Sono software progettati per simulare una conversazione con un essere umano, con lo scopo di riuscire a simulare il suo comportamento. Gli entusiasti di queste tecnologie ne hanno quasi una visione paradisiaca tanto che, spesso, vanno in “brodo di giuggiole” e li hanno definiti “agenti intelligenti” perché possono essere utilizzati per vari scopi come guidare in linea e rispondere alle FAQ (domande frequenti) degli utenti che accedono a un sito. Le aziende cinesi che si occupano di Intelligenza Artificiale (IA) hanno reso disponibili i loro prodotti. Tuttavia, l’accesso, al momento, è limitato a causa delle lunghissime liste d’attesa e delle caotiche procedure di registrazione che hanno, di fatto, impedito agli utenti di verificarne la loro potenzialità. Comunque, la pachidermica macchina amministrativa del governo cinese è riuscita a dare i primi permessi. Infatti, dal 31 agosto scorso è stato autorizzato l’uso libero di otto chat bot generativi fondati sull’IA. Trai i “fortunati” anche quello dell’Istituto di Automazione dell’Accademia Cinese delle Scienze.
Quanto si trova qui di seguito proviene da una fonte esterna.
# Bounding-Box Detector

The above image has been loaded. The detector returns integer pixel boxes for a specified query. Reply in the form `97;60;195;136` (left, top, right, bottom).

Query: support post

Per ottenere le licenze d’uso si è dovuto aspettare fino a tre mesi per ottenerne una. E’ proprio vero che, come recita un moto popolare, “tutto il mondo è paese”. Nel senso che c’è sempre chi fa il furbo riuscendo a vendere l’autorizzazione al mercato nero, anche per centinaia di euro. Le restrizioni sono dovute anche al tempo che le autorità governative cinesi hanno impiegato per la verifica dei nuovi chat bot e per come limitarli. Il Partito-Stato Comunista è molto sensibile a possibili linguaggi che possono risultare sgraditi.

Sono stati resi obbligatori, infatti, meccanismi di moderazione che vietano discorsi politici relativi, ad esempio, a Taiwan, alle Due Cine e al leader maximo Xi Jinping. Il governo ha approvato una normativa che regola i servizi basati sull’IA generativa, secondo cui le licenze amministrative senza le quali non si può operare, debbano essere rilasciate dalla Cyberspace Administration. Ovvero l’autorità il cui scopo è la regolamentazione del mondo digitale e come i cittadini utilizzano Internet. I codici distribuiti finora sono accessibili a 1,4 miliardi di cittadini cinesi. Molti confidano nella vivacità nell’uso di internet, soprattutto da parte dei giovani più sensibili alle tecnologie, che possa offrire delle possibilità, chissà, di allentare le maglie dell’implacabile rete censoria.

Ad esempio indirizzare l’IA verso l’utilizzo di analogie delle parole vietate dai sistemi. Come già avviene nel “democratico occidente”, quando si tratta di immagini o testi negati per motivi vari che vanno dal sesso esplicito o a pratiche illegali. Come dire che “per ogni nuova legge c’è sempre qualcuno che proverà a trovare il modo per aggirarla, anche con esiti positivi”. E in Italia di questo siamo maestri. Ma se “Atene piange, Sparta non ride”. Nel senso che se la Cina utilizza metodi autoritari per censurare, l’occidente non è da meno. I metodi saranno senz’altro meno cruenti, ma più subdoli e con la stessa efficacia. Come ad esempio la recente approvazione del Digital Services Act (DSA), il regolamento europeo dei servizi digitali. Ovvero, come recita la proprietà commutativa della matematica “cambiando l’ordine degli addendi, il risultato non cambia”.